Für sein Hobby nutzte Schindler die besten Werkzeuge. Dass er im Krieg seine geliebte Leica verlor, sei das Allerschlimmste für ihn gewesen, so seine Frau. Vom ersten Geld kaufte er sich dann eine neue Kamera, natürlich wieder eine Leica. „Die Leicas haben ihn durchs Leben begleitet, das Fotografieren war seine große Leidenschaft“, so Hanne Schindler. Oft sah man Wolfgang Schindler gar mit zwei Kameras: Eine um den Hals und eine im Einsatz.
Über die Schenkung der Schindler'schen Dokumente freut sich Bürgermeister Karl Hügelschäffer: „Es ist schön, wenn man in alten Erinnerungen blättern kann, denn es ist ein Stück Heimat und Identität.“Unzählige Ordner füllen diese Erinnerungen. Einen weiten Weg in das neue Archiv hatten sie allerdings nicht: Sie mussten nur aus der Wohnung im ersten Stock des ehemaligen Lehrerwohnhauses in das neue Archiv im Keller umziehen.
„Mein Mann hätte sich darüber riesig gefreut, dass sein Archiv jetzt so professionell untergebracht wird“, meint Hanne Schindler. Mit Liebe habe er alles gesammelt, Reichenberg und die Ortsteile seien seine erweiterte Familie gewesen. Um das Einscannen und Archivieren seiner Fotos kümmert sich nun der Reichenberger Hobbyhistoriker Ulrich Rüthel, ebenfalls Pädagoge und seit diesem Schuljahr in Pension.
Doch noch ist das neue Archiv nicht das, was es mal werden soll. Vieles ist noch im Argen, vieles unsortiert, vieles war im Bauhof oder in Fuchsstadt ausgelagert, vernachlässigt und extremen Temperaturschwankungen ausgesetzt. In den vergangenen zwei Jahren wurden die räumlichen Voraussetzungen geschaffen und mit der Volkskundlerin Susanne Lang ist die Gemeinde auf einem guten Weg. „Nach modernsten Gesichtspunkten wird das Archiv nun aufgebaut und im PC archiviert“, erklärt Hügelschäffer.
Seit März 2011 verbringt Lang rund 15 Stunden pro Woche im Reichenberger Archiv. Ein Ende ist noch nicht in Sicht.
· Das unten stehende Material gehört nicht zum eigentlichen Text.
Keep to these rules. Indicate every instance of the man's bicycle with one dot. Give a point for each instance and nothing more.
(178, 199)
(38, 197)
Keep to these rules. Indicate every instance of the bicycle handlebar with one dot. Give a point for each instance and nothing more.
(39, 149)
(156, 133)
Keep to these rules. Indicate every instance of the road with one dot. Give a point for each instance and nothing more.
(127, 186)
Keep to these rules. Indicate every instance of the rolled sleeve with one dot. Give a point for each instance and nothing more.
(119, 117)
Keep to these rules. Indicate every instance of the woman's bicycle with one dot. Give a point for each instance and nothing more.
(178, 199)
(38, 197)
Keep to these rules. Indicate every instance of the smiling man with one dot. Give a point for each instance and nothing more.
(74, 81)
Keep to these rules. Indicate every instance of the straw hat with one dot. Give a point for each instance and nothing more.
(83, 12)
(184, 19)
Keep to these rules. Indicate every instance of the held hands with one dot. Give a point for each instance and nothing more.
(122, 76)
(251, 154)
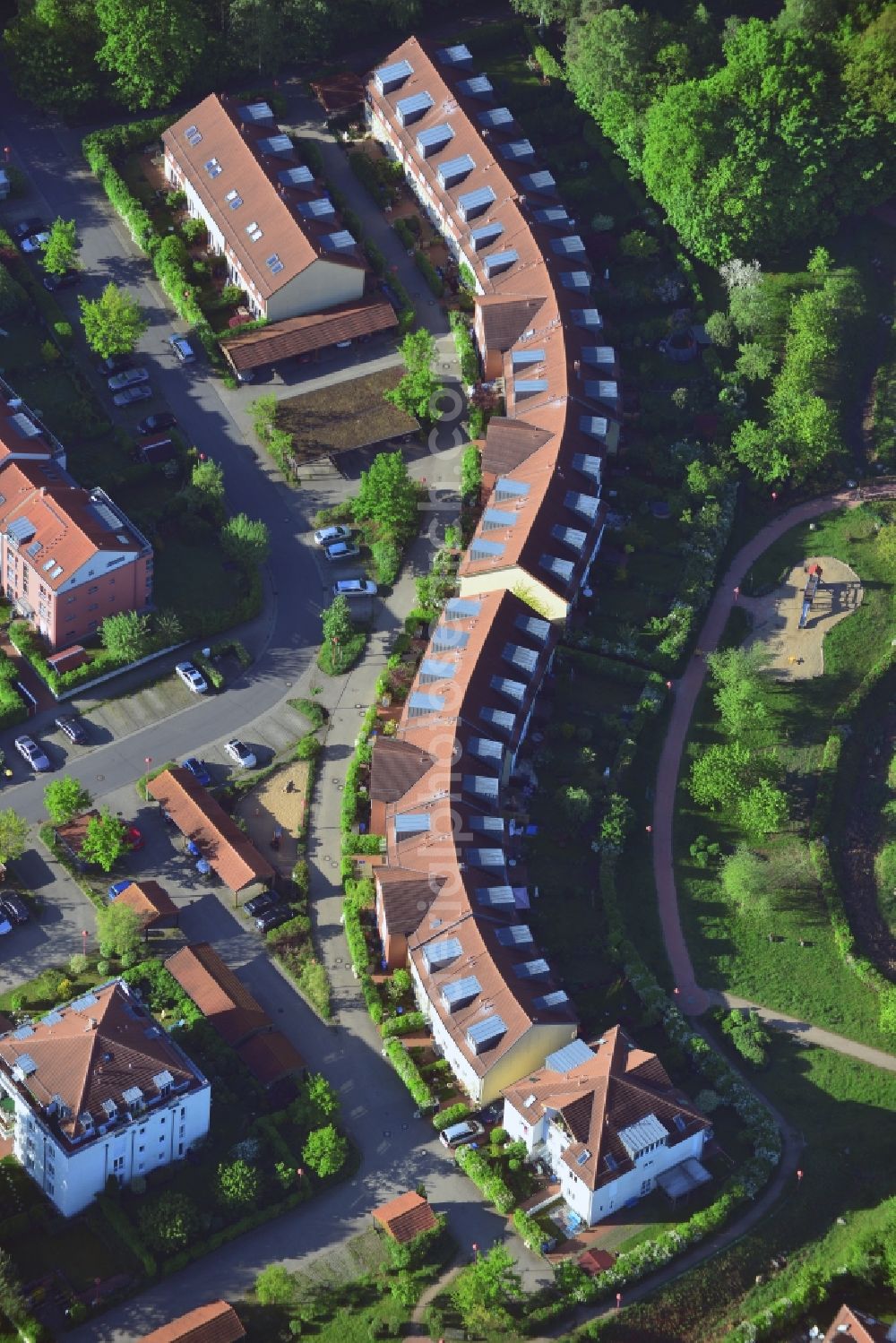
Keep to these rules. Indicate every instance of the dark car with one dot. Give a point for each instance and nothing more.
(73, 728)
(26, 228)
(273, 919)
(115, 364)
(164, 419)
(13, 907)
(65, 281)
(198, 770)
(261, 904)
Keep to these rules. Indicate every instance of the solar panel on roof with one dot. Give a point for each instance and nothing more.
(457, 56)
(594, 426)
(513, 689)
(443, 952)
(584, 504)
(570, 536)
(454, 169)
(392, 77)
(411, 822)
(560, 568)
(495, 898)
(498, 263)
(300, 176)
(461, 607)
(533, 626)
(435, 669)
(481, 786)
(519, 657)
(495, 517)
(476, 202)
(340, 241)
(517, 935)
(320, 209)
(587, 465)
(487, 1031)
(485, 236)
(461, 992)
(481, 549)
(495, 117)
(435, 139)
(501, 719)
(414, 108)
(571, 246)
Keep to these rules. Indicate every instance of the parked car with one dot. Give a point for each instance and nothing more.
(458, 1133)
(65, 281)
(182, 348)
(341, 551)
(35, 242)
(73, 728)
(31, 753)
(26, 228)
(153, 423)
(115, 364)
(239, 753)
(198, 770)
(13, 907)
(261, 904)
(193, 677)
(128, 377)
(273, 919)
(132, 393)
(327, 535)
(355, 587)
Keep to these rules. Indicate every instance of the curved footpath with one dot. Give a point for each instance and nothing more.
(691, 997)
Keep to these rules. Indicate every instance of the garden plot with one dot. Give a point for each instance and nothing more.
(797, 654)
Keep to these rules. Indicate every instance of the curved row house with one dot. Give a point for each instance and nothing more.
(452, 895)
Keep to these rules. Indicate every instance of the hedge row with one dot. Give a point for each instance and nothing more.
(493, 1186)
(169, 263)
(409, 1072)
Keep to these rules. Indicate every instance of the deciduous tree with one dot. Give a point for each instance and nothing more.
(113, 323)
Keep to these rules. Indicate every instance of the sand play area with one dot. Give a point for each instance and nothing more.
(797, 654)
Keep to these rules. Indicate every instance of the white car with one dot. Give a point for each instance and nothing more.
(341, 551)
(239, 753)
(35, 244)
(129, 377)
(193, 678)
(182, 348)
(328, 535)
(31, 753)
(355, 587)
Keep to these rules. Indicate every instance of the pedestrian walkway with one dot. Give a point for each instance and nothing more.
(689, 995)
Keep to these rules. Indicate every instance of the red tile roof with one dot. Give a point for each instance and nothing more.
(218, 993)
(314, 331)
(406, 1217)
(271, 1057)
(93, 1050)
(198, 817)
(249, 169)
(214, 1323)
(614, 1089)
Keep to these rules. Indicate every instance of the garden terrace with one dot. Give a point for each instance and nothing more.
(344, 417)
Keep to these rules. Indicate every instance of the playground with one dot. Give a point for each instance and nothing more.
(790, 624)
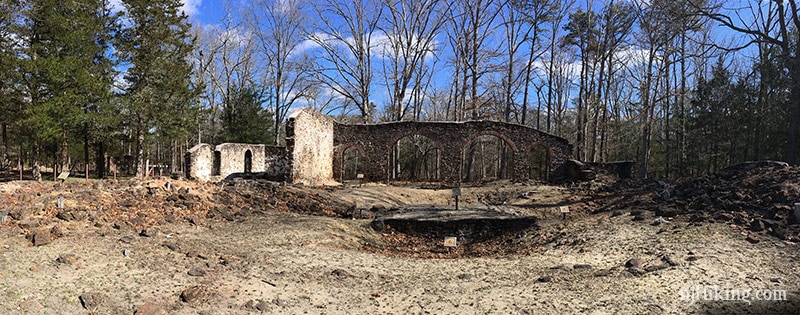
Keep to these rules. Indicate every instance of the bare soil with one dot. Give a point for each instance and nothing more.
(260, 247)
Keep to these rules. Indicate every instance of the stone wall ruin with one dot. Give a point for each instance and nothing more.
(374, 143)
(228, 160)
(315, 146)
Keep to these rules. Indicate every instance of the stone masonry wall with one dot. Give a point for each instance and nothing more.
(199, 162)
(309, 144)
(232, 158)
(375, 141)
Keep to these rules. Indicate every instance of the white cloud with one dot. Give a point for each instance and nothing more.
(190, 7)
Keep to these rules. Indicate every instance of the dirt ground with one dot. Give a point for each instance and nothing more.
(257, 247)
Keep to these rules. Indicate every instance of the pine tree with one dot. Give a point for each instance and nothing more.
(156, 45)
(60, 73)
(245, 120)
(9, 78)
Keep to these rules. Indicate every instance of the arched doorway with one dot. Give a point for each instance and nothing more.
(248, 162)
(217, 164)
(414, 158)
(486, 158)
(540, 162)
(351, 163)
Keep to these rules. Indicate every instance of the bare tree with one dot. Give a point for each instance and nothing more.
(777, 24)
(226, 64)
(534, 13)
(345, 32)
(410, 27)
(469, 32)
(279, 27)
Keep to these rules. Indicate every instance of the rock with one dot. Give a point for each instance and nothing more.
(279, 302)
(668, 259)
(779, 232)
(656, 267)
(602, 273)
(150, 308)
(92, 300)
(635, 271)
(149, 232)
(262, 306)
(341, 273)
(465, 276)
(633, 263)
(56, 232)
(654, 309)
(193, 293)
(545, 279)
(65, 215)
(172, 246)
(668, 212)
(41, 237)
(752, 239)
(659, 221)
(249, 305)
(757, 225)
(67, 259)
(378, 225)
(197, 272)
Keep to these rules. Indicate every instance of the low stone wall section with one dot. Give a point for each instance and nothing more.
(375, 142)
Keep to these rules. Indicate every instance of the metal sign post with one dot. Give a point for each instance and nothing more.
(63, 176)
(456, 192)
(564, 210)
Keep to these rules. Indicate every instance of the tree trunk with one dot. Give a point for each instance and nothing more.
(64, 151)
(100, 159)
(36, 172)
(139, 160)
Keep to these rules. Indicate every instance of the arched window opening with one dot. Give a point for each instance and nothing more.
(486, 158)
(351, 163)
(414, 158)
(540, 163)
(248, 162)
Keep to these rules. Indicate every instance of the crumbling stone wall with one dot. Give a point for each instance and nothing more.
(309, 144)
(232, 158)
(270, 161)
(199, 162)
(375, 142)
(277, 163)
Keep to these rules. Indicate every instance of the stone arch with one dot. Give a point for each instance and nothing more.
(417, 160)
(248, 161)
(349, 165)
(487, 155)
(216, 165)
(503, 137)
(540, 159)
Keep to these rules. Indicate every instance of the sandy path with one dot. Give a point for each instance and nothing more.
(300, 264)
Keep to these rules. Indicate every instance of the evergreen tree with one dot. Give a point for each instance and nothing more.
(245, 120)
(9, 78)
(156, 46)
(61, 76)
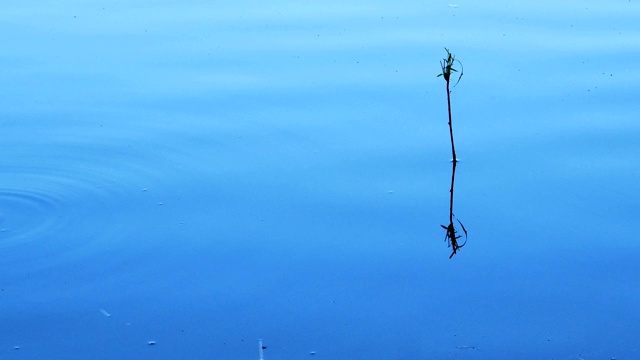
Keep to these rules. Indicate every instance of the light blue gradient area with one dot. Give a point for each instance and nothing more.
(206, 174)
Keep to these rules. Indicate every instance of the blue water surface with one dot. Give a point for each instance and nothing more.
(181, 179)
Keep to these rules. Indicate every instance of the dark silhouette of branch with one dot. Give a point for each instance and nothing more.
(451, 235)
Denn viele Kisten, die noch in der Wolffskeelhalle lagern, warten ebenfalls darauf geöffnet zu werden. Derzeit bearbeitet Lang gerade den Ortsteil Fuchsstadt. Dabei ist ihr ein altes Dokument, ein Flur- und Lageplan aus dem Jahr 1689, in die Hände gekommen. Ob dies das älteste Schriftstück des Archivs ist, kann sie noch nicht sagen.
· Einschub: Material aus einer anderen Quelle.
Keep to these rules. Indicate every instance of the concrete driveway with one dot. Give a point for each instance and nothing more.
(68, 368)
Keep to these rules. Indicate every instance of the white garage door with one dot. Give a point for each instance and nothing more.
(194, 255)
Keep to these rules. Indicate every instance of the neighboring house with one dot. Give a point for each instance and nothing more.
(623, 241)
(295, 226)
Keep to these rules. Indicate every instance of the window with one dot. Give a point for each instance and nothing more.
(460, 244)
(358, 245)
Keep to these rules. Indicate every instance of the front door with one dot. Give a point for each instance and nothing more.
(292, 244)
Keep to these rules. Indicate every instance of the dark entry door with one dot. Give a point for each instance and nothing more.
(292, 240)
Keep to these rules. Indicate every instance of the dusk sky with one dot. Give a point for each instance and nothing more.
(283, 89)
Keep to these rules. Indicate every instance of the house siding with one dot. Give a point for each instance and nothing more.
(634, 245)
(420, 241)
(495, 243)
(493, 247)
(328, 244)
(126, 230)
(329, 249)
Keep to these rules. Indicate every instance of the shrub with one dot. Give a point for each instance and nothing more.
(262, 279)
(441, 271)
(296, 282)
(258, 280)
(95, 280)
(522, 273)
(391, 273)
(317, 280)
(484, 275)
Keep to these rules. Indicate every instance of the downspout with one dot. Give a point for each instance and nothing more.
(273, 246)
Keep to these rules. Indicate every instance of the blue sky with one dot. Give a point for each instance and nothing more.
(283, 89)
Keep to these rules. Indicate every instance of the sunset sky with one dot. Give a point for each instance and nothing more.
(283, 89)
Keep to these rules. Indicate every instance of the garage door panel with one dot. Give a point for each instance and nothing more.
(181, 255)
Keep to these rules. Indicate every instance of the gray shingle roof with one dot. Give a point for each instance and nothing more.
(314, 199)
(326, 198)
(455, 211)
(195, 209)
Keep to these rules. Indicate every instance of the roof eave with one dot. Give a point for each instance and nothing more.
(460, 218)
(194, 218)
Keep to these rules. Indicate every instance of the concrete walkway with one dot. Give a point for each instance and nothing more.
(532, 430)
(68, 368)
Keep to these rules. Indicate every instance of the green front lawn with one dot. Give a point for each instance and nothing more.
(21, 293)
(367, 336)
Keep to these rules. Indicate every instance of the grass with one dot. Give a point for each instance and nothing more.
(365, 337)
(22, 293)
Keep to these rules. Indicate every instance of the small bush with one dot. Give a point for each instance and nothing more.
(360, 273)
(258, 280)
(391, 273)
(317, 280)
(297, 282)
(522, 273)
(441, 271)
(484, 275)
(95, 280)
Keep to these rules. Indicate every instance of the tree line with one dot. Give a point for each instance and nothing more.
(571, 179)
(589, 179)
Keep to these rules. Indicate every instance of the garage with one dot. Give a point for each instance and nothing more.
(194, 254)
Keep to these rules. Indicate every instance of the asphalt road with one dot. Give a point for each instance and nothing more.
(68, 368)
Eines steht aber fest: Für manche Schriften ist es höchste Zeit für die sachgemäße Archivierung. Denn viele sind bereits vom Rost befallen, der von Heftklammern herrührt. „Dieser Rost ist sehr aggressiv und zerfrisst die Dokumente“, sagt Hügelschäffer. Doch das größte Problem ist der Schimmel, meint Lang. Oberflächlich könne man ihn zwar entfernen. Dazu müssen die Archivmitarbeiter mit Handschuhen, Mundschutz, Kopfbedeckung und einem Spezialsauger arbeiten. Aber das Ganze hat einen Haken. „Die Schimmelsporen sind im Papier, die kriegt man nicht richtig raus“, sagt Lang. Nach der Spezialbehandlung müssen „angegriffene Objekte“ in einem extra Karton säurearm gelagert werden. „Dann hoffen wir, dass der Schimmel nicht wieder ausblüht“, so die Archivarin.
Und noch etwas fiel Lang bei ihrer Arbeit auf: Von Uengershausen und Lindflur gibt es wenig Material. „Die haben aus lauter Ärger über die Eingemeindung 1978 alles vernichtet“, ergänzt die stellvertretende Bürgermeisterin Judith Tewes.